7 dingen die ik moeilijk vind aan opvoeden
Gelukkig is er één troost: tegen de tijd dat de kinderen van Mariëtte achttien zijn slapen ze ongetwijfeld door, vechten ze elkaar de tent niet meer uit, kunnen ze mes, vork en tandenborstel hanteren én heeft ze af en toe weer tijd voor zichzelf – iets waar één op de vier moeders behoefte aan heeft, blijkt uit de Kek Mama jubileum-enquête.
1. Tandenpoetsen
We waren in de speelgoedwinkel en Casper (3) mocht iets uitzoeken. Iets kleins. Een prul van een euro ofzo. Maar zo werkt dat natuurlijk niet in een speelgoedwinkel, want binnen no time had hij de Toet Toet-auto’s gevonden – een grote favoriet van hem, we hebben een nogal uitgebreide collectie die soms tot mijn grote hartverzakking ’s avonds in de kast ineens begint te zingen, maar dat is weer een heel ander verhaal.
Mondje open…
Zijn oog viel op Koos Kiepwagen en ik ging meteen voor de bijl, want het doel heiligde de middelen en het doel was: zijn mond opendoen bij de tandarts. Een kwestie waarover ik al diverse nachten wakker had gelegen, want als Casper zijn mond al niet open wenste te doen voor zijn Woezel en Pip-tandenborstel met Nijntje-tandpasta (wij zetten hier thuis graag zwaar geschut in om iets gedaan te krijgen van onze junioren), dan vast ook niet voor een hem onbekende vrouw in een witte jas en een kapje voor haar mond.

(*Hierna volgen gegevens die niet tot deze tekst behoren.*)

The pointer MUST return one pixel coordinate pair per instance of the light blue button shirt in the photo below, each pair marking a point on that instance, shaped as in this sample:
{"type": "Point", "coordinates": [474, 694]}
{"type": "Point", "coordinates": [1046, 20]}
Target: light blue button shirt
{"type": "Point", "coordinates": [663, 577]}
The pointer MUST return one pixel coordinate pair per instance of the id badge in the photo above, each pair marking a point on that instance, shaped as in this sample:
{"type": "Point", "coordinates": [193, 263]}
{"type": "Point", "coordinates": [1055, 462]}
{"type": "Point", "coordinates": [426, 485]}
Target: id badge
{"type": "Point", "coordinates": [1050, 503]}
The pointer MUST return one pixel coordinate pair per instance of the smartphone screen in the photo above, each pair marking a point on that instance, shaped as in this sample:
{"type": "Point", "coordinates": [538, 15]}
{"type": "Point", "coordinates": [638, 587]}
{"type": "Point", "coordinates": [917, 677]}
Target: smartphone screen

Dus lieten we Toet Toet mooi inpakken en herhaalde ik als een sekte leider de mantra: eerst mond open, dan Koos Kiepwagen. Het werkte wel, hij deed even later zonder problemen wat er van hem werd gevraagd. Ik stond zelfs een beetje voor schut bij de tandarts met m’n ‘hij vindt het echt heel eng dus niet te veel doen want dan gaat hij vast gillen en wegrennen’-geklets.
De hele trukendoos
Dat braaf z’n mond opendoen bleek eenmalig, want thuis was en is het nog steeds drama zodra er een tandenborstel in zicht komt. Gillen, krijsen, wegrennen, luidkeels ‘auw, auw, mama, auw!’ roepen, over de grond kronkelen – de hele trukendoos gaat open. Tegenwoordig is het zelfs dubbel drama, want Nora (1) heeft van haar broer geleerd dat tandenpoetsen te allen tijde voorkomen moet worden en gilt en krijst al net zo hard mee. Laatst zei iemand: ‘Je moet het ze gewoon zelf laten doen, dan vinden ze het minder erg.’ Dat klopt, omdat ze dan de tandpasta van hun borstels smikkelen en het ding vervolgens netjes terugleggen in de la.

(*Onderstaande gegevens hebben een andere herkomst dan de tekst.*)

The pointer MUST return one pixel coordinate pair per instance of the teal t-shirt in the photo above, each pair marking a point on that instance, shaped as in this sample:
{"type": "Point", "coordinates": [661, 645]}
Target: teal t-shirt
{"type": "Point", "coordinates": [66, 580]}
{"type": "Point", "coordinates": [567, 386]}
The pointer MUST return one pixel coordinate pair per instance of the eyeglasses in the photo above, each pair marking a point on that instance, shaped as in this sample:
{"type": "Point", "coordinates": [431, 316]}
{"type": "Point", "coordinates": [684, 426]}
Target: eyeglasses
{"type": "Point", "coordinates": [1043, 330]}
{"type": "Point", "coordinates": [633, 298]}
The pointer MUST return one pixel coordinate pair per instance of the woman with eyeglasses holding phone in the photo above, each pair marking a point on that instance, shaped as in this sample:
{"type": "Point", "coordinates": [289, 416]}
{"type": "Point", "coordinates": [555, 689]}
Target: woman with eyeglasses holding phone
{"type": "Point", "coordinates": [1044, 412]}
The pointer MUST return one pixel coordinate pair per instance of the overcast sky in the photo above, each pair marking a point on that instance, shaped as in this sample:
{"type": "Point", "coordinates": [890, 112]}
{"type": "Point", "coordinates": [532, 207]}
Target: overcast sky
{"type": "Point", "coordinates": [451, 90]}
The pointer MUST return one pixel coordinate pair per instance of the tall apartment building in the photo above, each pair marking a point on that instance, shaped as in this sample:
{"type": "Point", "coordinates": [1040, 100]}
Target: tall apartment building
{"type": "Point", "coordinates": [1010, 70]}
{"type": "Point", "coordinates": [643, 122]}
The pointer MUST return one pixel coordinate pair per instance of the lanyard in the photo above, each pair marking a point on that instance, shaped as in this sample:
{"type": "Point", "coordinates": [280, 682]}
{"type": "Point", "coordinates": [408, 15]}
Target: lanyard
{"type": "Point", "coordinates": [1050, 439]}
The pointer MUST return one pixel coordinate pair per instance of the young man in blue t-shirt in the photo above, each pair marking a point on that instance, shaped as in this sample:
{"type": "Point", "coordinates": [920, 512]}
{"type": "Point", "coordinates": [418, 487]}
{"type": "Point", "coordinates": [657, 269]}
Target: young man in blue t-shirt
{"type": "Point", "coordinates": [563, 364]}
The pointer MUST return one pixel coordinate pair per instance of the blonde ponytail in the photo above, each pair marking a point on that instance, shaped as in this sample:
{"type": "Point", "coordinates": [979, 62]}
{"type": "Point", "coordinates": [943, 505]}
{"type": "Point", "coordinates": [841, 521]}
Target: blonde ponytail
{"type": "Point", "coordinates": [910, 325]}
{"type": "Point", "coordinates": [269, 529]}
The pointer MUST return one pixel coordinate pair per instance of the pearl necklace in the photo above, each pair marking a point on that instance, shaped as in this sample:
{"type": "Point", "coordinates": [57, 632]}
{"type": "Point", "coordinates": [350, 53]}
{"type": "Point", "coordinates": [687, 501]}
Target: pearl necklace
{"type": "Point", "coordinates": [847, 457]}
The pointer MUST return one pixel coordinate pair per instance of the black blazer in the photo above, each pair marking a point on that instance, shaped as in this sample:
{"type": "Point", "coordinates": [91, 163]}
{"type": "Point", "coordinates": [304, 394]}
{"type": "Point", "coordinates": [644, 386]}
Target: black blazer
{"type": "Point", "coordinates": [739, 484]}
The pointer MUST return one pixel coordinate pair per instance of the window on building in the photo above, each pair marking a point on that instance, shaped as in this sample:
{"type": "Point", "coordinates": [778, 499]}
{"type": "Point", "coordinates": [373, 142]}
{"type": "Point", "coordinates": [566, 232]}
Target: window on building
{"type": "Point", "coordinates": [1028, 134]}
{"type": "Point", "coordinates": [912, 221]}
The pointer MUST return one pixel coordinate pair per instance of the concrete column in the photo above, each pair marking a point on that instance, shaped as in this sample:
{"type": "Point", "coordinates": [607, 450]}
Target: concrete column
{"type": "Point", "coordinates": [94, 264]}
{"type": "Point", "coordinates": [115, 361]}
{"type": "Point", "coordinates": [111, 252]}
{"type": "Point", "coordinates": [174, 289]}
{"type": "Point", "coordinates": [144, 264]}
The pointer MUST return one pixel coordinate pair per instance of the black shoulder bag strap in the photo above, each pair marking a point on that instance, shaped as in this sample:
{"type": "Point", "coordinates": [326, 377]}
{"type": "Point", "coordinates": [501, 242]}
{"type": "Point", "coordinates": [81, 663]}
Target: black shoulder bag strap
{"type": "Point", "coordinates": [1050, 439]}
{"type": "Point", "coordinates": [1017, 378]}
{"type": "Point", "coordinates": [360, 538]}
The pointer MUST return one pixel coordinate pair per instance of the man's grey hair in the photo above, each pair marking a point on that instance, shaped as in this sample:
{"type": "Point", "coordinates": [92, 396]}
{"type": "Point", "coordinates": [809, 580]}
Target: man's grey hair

Het enige wat helpt is de houdgreep, die ik dan ook stelselmatig toepas. Vind ik vreselijk, want ik kan niet tegen huilende kinderen – zie ook punt 3 – maar het is niet anders. Op sommige dagen geef ik mezelf een beetje vrij, dan stop ik de borstel lafhartig in hun mond en hoop dan een hapje tandpasta ook helpt tegen tandbederf.
2. Driftbuien
Ik snap echt wel dat de wereld oneerlijk is als je één bent (de terrible two’s vallen bij Nora wat vroeg) en je wil je jas niet aan. Of uit. Of je wil je jas binnenstebuiten. Of je wil je flesje haar lotion openmaken en leegdrinken. Of je wil geen luier om. Of juist wel. Of je wil niet in bad, en niet eruit, o nee niet erin, of nee wacht, toch niet eruit. Of je wil een winkelwagentje in de supermarkt en daarmee tegen iedereens benen aan rammen. En het meenemen in de auto. Ik snap het echt. Maar ik hang de vlag uit als die terrible two’s, three’s, fours of hoe lang het ook duurt voorbij zijn, want man, je kind aan één arm schoppend en krijsend moeten vervoeren, gaat best snel vervelen.
3. Straffen
Ik wist ooit best wel goed wat voor moeder ik zou worden: immer consequent en rechtvaardig doch streng. Uiteraard had ik toen nog geen kinderen en dan is het altijd wat makkelijker moederschapsplannen maken dan wanneer de diverse junioren al rondlopen en daadwerkelijk opgevoed moeten worden.
Zacht eitje
In de praktijk ben ik zeker rechtvaardig, wisselend consequent en zelden echt streng. Niet omdat ik tegen streng optreden ben, maar omdat ik een zacht
ei zonder ruggengraat blijk te zijn. Ik vind het gewoon moeilijk op te treden en kan heel slecht tegen huilen. Ik doe het wel, dat optreden, maar alleen als ik er echt niet meer onderuit kan. Als de veren van de bank te hard kraken onder het feit dat Casper onze meubels als trampoline gebruikt, bijvoorbeeld, en drie keer dreigen met hel en verdoemenis echt niet heeft geholpen. Maar als er dan een driejarige hartverscheurend staat te huilen op de gang – met snot en veel ‘mamaaaaa, maaa-ha-maaa’-drama – denk ik alleen maar aan die hechtingsstoornis die hij nu natuurlijk oploopt.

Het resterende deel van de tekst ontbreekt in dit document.